Sri Lanka gezimizin en keyifli anlarından biriydi bu safari. Tabii bunda hem eşsiz doğanın, hem muhteşem manzaraların hem de çılgın şöforümüz Cumili’nin büyük payı vardı.
Kandulla Ulusal Parkı’nda yapacağımız safari için öncelikle araç değiştiriyoruz. Yeni bindiğimiz araç yaklaşık 30 senelik eski bir jeep. Ama yani kapılarını kapatmak için bindikten sonra kapılar ip ile de bağlanıyor, o kadar eski yani.
Bu jeep’in sürücüsü Cumili. Rehberimiz Cumili’nin o bölgenin en iyi safari şöförü olduğunu söylüyor. Bizde aklı yarı oynak izlenimi yaratsa da, daha sonradan rehberin haklı olduğunu bire bir görüyoruz. Diğer araçları sollarken kendine has kahkahasını atarak ilerliyor Cumili. Araç sollamaları tüm Sri Lanka’nın genelinde olduğu gibi allaha emanet.
Ön kapının kilidi yok, kapanmayan kapıyı basit bir temizlik bezi ile bağlayarak çözüm bulmuşlar. Tabii bu koltukta yolculuk yapanın saatte 90 km hızla giderken hissettiği güven duygusunu anlatmama gerek yok sanırım. Tam kelle koltuktayız yani.

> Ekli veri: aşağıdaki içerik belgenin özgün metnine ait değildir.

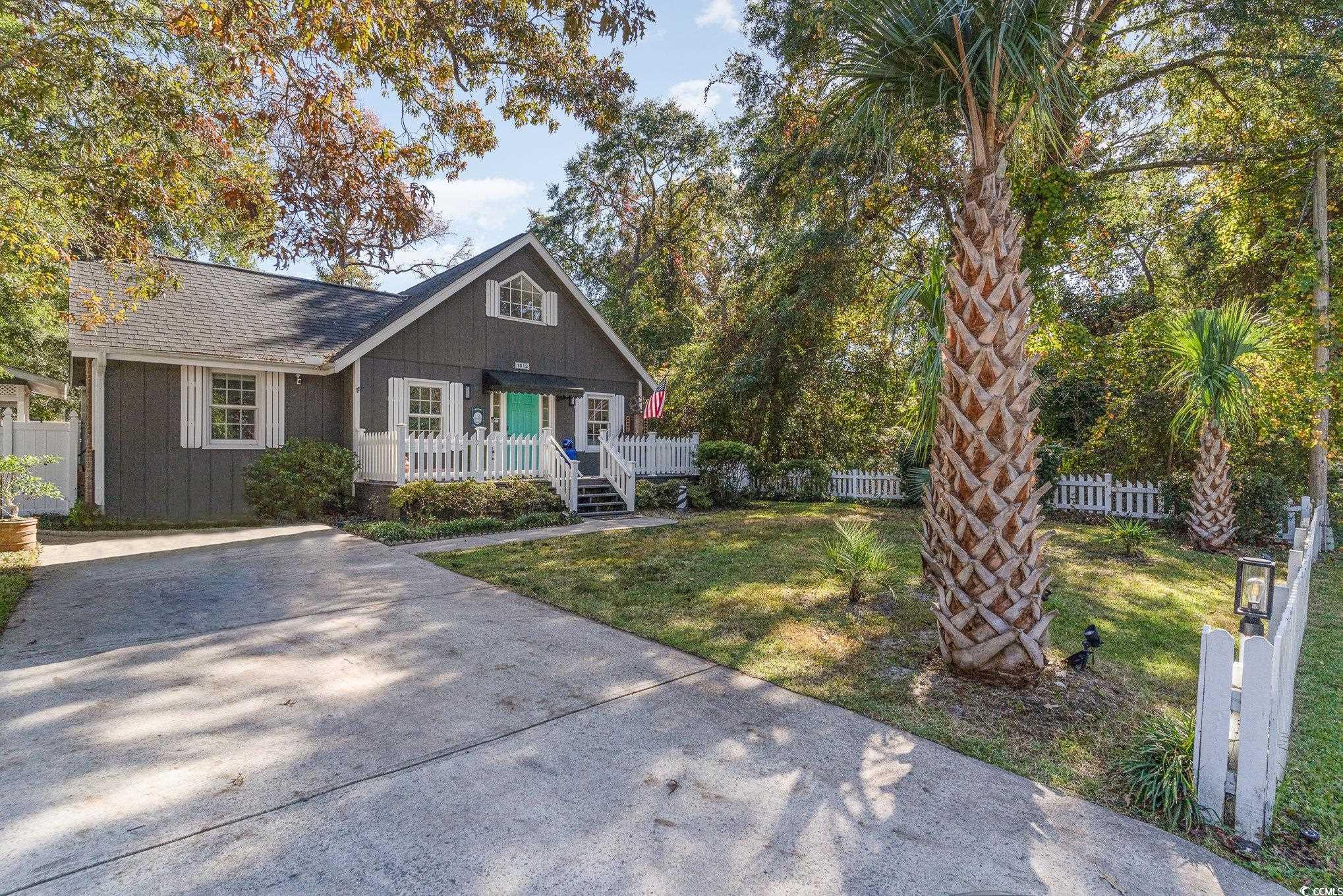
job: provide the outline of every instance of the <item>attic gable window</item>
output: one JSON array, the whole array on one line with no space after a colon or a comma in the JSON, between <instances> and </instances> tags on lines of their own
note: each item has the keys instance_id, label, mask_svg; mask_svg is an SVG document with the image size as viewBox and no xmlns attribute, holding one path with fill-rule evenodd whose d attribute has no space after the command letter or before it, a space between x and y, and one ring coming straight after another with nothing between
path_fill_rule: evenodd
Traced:
<instances>
[{"instance_id":1,"label":"attic gable window","mask_svg":"<svg viewBox=\"0 0 1343 896\"><path fill-rule=\"evenodd\" d=\"M514 274L500 283L500 317L533 324L544 322L541 287L526 274Z\"/></svg>"}]
</instances>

20 dakikalık asfalt yolculuğu sonrası Kandulla Ulusal Parkı’nın girişine varıyoruz. Cumili burada inip, biletlerimizi almaya gidiyor. Ardından gelip, ayakları ile arabanın tepesine çıkıp, o çılgın kahkahasını patlatıyor. Bu sırada çevrede sıra bekleyen diğer jeeplerdekiler “İşiniz zor” der gibilerden bize bakıyor. Hadi bakalım...
Yaklaşık 15 dakika kadar yollara bata çıka ilerleyip, nehir kıyısında açık bir alana varıyoruz. Vahşi fil sürüsünün banyo yapmasını izliyoruz. Tabii ki fillere en yakın araç bizimki, en güzel fotoğraflar da doğal olarak. Çünkü Cumili gerçekten bir harika. Bataklıkların içine bata çıka ilerliyoruz.

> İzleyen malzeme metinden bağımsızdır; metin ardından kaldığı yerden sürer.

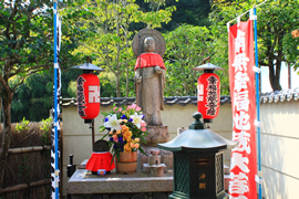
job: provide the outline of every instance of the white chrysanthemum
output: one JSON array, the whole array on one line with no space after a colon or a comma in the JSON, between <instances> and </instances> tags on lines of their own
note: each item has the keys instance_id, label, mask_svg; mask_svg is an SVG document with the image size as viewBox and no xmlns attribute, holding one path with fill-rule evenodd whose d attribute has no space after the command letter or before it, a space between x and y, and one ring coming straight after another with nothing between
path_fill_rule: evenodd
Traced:
<instances>
[{"instance_id":1,"label":"white chrysanthemum","mask_svg":"<svg viewBox=\"0 0 299 199\"><path fill-rule=\"evenodd\" d=\"M116 114L109 115L107 119L109 121L104 123L104 127L111 128L111 132L113 132L114 129L115 130L122 129L122 127L120 125L120 122L118 122L118 119L116 117Z\"/></svg>"},{"instance_id":2,"label":"white chrysanthemum","mask_svg":"<svg viewBox=\"0 0 299 199\"><path fill-rule=\"evenodd\" d=\"M135 113L134 115L130 115L130 118L133 119L133 123L138 127L141 128L141 124L142 124L142 117L143 115L138 115L137 113Z\"/></svg>"}]
</instances>

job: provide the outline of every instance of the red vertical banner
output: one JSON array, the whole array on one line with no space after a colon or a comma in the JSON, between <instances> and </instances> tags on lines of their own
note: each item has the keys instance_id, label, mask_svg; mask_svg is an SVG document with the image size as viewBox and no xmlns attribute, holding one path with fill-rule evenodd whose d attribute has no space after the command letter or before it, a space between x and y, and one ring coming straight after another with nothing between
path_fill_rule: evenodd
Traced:
<instances>
[{"instance_id":1,"label":"red vertical banner","mask_svg":"<svg viewBox=\"0 0 299 199\"><path fill-rule=\"evenodd\" d=\"M257 198L256 90L252 21L229 28L229 86L233 109L233 139L229 198Z\"/></svg>"}]
</instances>

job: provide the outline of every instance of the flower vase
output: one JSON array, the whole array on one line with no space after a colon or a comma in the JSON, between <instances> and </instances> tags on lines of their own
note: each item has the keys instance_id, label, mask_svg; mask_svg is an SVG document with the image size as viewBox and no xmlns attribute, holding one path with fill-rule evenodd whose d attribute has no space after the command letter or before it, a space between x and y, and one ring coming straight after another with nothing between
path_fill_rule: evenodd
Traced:
<instances>
[{"instance_id":1,"label":"flower vase","mask_svg":"<svg viewBox=\"0 0 299 199\"><path fill-rule=\"evenodd\" d=\"M116 159L116 172L131 175L135 174L137 169L137 151L120 153L120 160Z\"/></svg>"}]
</instances>

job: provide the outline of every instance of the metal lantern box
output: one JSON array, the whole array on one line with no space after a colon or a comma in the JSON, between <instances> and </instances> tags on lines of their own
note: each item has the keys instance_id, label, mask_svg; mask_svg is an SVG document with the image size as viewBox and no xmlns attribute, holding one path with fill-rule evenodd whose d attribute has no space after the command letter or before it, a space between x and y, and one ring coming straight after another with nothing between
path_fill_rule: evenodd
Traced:
<instances>
[{"instance_id":1,"label":"metal lantern box","mask_svg":"<svg viewBox=\"0 0 299 199\"><path fill-rule=\"evenodd\" d=\"M174 192L169 198L228 198L224 190L224 150L238 143L205 129L200 113L195 122L168 143L157 146L174 153Z\"/></svg>"}]
</instances>

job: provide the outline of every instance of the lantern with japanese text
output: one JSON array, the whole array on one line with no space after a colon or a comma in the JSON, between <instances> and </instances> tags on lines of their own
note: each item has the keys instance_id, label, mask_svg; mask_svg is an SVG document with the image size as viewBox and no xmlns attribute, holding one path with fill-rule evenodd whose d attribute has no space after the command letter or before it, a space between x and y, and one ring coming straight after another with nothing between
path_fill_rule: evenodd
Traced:
<instances>
[{"instance_id":1,"label":"lantern with japanese text","mask_svg":"<svg viewBox=\"0 0 299 199\"><path fill-rule=\"evenodd\" d=\"M100 80L93 74L93 71L103 71L101 67L92 63L84 63L73 69L83 70L76 80L76 103L80 117L85 119L85 123L91 123L100 113Z\"/></svg>"},{"instance_id":2,"label":"lantern with japanese text","mask_svg":"<svg viewBox=\"0 0 299 199\"><path fill-rule=\"evenodd\" d=\"M76 80L78 113L83 119L93 119L100 113L100 80L85 73Z\"/></svg>"},{"instance_id":3,"label":"lantern with japanese text","mask_svg":"<svg viewBox=\"0 0 299 199\"><path fill-rule=\"evenodd\" d=\"M204 123L212 123L217 117L220 106L220 80L215 71L224 69L207 63L193 70L204 71L197 84L197 111L203 114Z\"/></svg>"}]
</instances>

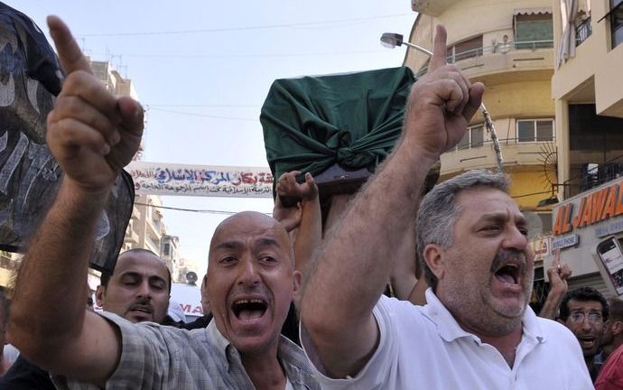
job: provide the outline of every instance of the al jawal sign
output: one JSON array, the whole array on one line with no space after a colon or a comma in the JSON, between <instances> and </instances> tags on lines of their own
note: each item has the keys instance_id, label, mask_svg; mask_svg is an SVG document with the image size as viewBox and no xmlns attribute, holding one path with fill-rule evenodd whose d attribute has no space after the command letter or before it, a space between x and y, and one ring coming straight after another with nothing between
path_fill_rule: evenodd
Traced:
<instances>
[{"instance_id":1,"label":"al jawal sign","mask_svg":"<svg viewBox=\"0 0 623 390\"><path fill-rule=\"evenodd\" d=\"M561 260L570 265L573 276L601 272L598 246L623 237L623 178L559 203L552 219L550 249L561 249Z\"/></svg>"},{"instance_id":2,"label":"al jawal sign","mask_svg":"<svg viewBox=\"0 0 623 390\"><path fill-rule=\"evenodd\" d=\"M182 165L133 161L126 171L141 195L272 198L268 168Z\"/></svg>"},{"instance_id":3,"label":"al jawal sign","mask_svg":"<svg viewBox=\"0 0 623 390\"><path fill-rule=\"evenodd\" d=\"M623 231L623 179L584 192L553 209L553 235L568 236L587 227L602 237Z\"/></svg>"}]
</instances>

Bir taraftan günbatımını izliyoruz, bir taraftan vahşi doğayı. Manzara gerçekten muhteşem. Bebek filler kendileri yemek yemezmiş, yanındaki anne fil onun için ot topluyor, bebeğinin ağzına veriyor. Annelik, insan da olsa hayvan da olsa değişmiyor yani.

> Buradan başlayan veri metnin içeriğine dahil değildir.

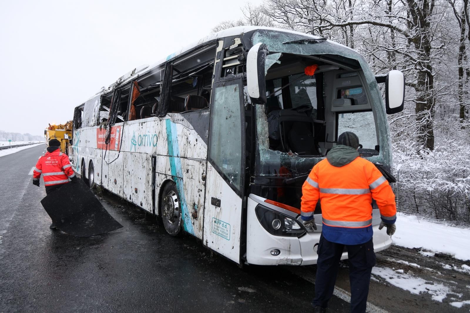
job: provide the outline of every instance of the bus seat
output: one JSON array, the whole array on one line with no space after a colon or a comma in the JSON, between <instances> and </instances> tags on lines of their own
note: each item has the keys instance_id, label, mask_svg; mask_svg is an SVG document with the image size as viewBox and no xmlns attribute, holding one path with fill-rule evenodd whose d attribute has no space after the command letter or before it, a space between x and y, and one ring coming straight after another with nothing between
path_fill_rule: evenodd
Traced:
<instances>
[{"instance_id":1,"label":"bus seat","mask_svg":"<svg viewBox=\"0 0 470 313\"><path fill-rule=\"evenodd\" d=\"M151 108L149 106L144 105L141 109L141 118L145 118L150 117Z\"/></svg>"},{"instance_id":2,"label":"bus seat","mask_svg":"<svg viewBox=\"0 0 470 313\"><path fill-rule=\"evenodd\" d=\"M195 94L188 94L184 100L184 106L186 111L198 109L204 109L209 106L205 98Z\"/></svg>"},{"instance_id":3,"label":"bus seat","mask_svg":"<svg viewBox=\"0 0 470 313\"><path fill-rule=\"evenodd\" d=\"M280 110L279 128L282 148L299 155L318 155L319 146L315 139L313 123L305 112Z\"/></svg>"},{"instance_id":4,"label":"bus seat","mask_svg":"<svg viewBox=\"0 0 470 313\"><path fill-rule=\"evenodd\" d=\"M294 123L289 131L288 138L293 152L309 156L318 154L318 152L315 152L316 145L310 123L305 122Z\"/></svg>"},{"instance_id":5,"label":"bus seat","mask_svg":"<svg viewBox=\"0 0 470 313\"><path fill-rule=\"evenodd\" d=\"M170 111L173 113L180 113L184 110L184 98L172 96L170 101Z\"/></svg>"},{"instance_id":6,"label":"bus seat","mask_svg":"<svg viewBox=\"0 0 470 313\"><path fill-rule=\"evenodd\" d=\"M157 109L158 108L158 101L156 100L155 104L152 106L152 116L155 116L157 114Z\"/></svg>"}]
</instances>

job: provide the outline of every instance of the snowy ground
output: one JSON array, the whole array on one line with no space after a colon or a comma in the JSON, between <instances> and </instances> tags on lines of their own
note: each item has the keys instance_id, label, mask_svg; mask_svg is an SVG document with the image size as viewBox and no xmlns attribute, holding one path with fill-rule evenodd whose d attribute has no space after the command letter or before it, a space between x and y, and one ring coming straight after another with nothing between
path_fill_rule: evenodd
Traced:
<instances>
[{"instance_id":1,"label":"snowy ground","mask_svg":"<svg viewBox=\"0 0 470 313\"><path fill-rule=\"evenodd\" d=\"M403 213L396 225L371 280L470 312L470 228Z\"/></svg>"},{"instance_id":2,"label":"snowy ground","mask_svg":"<svg viewBox=\"0 0 470 313\"><path fill-rule=\"evenodd\" d=\"M18 141L16 143L14 144L20 144ZM25 149L28 149L28 148L31 148L32 147L36 147L36 146L40 146L40 145L44 145L44 149L46 149L46 142L39 142L32 145L28 145L27 146L23 146L23 147L17 147L16 148L11 148L9 149L2 149L0 150L0 156L7 156L9 154L11 154L12 153L15 153L15 152L17 152L19 151L21 151L22 150L24 150ZM1 142L0 141L0 147L1 146Z\"/></svg>"},{"instance_id":3,"label":"snowy ground","mask_svg":"<svg viewBox=\"0 0 470 313\"><path fill-rule=\"evenodd\" d=\"M23 143L30 143L31 142L42 142L43 141L30 141L25 142L25 141L12 141L11 142L10 142L9 141L0 141L0 147L1 147L2 146L10 146L10 144L11 144L11 145L13 146L13 145L21 145L21 144L23 144Z\"/></svg>"},{"instance_id":4,"label":"snowy ground","mask_svg":"<svg viewBox=\"0 0 470 313\"><path fill-rule=\"evenodd\" d=\"M470 260L470 228L420 219L399 213L393 243L407 248L422 248L450 254L455 258Z\"/></svg>"}]
</instances>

Filler genelde günde 4 saat uyuryor, onu da gündüz uyuyor. Gece ise ayakta kalıyorlar. Yan yatarak uyuyorlar. Bekar erkek filler de aile kurana kadar genelde tek başlarına takılıyorlar. Çiftleşecek bir dişi fil bulunca da çiftleşip aile kuruyorlar. Etrafta tek başına bir fil görürseniz anlayın ki hem erkek, hem de bekar...
Bu bölgede fillerin toplu halde nehri geçişini, iki filin birbirine kur yapmasını, anne filin yavrusunu beslemesini çok yakından görme fırsatı bulduk.
Ardından nehirde balıkçılıkla ilgilenenlerin üzerinde durdukları çubukları ve çeşitli kuşları gördük ve ardından güneşin batışına yakın dönüş yoluna geçtik.
Dönüş yolunda çılgın şoförümüz ne kadar usta bir şoför olduğunu kanıtlıyor bize. Tamamen çamura batmış bir aracın yanında durup direksiyona geçerek, aracı çamurdan kurtarıyor.
Aracı kurtarmaya gelen ve bir türlü cesaret edemeyen birkaç araç ve bizim tezahüratlarımızla tekrar arabaya dönüyor yanında kendine has kahkahası ile birlikte. Gerçekten çok şanslıydık ki, Cumili gibi bir şöförümüz vardı. Kendisini tekrar alkışlıyorum!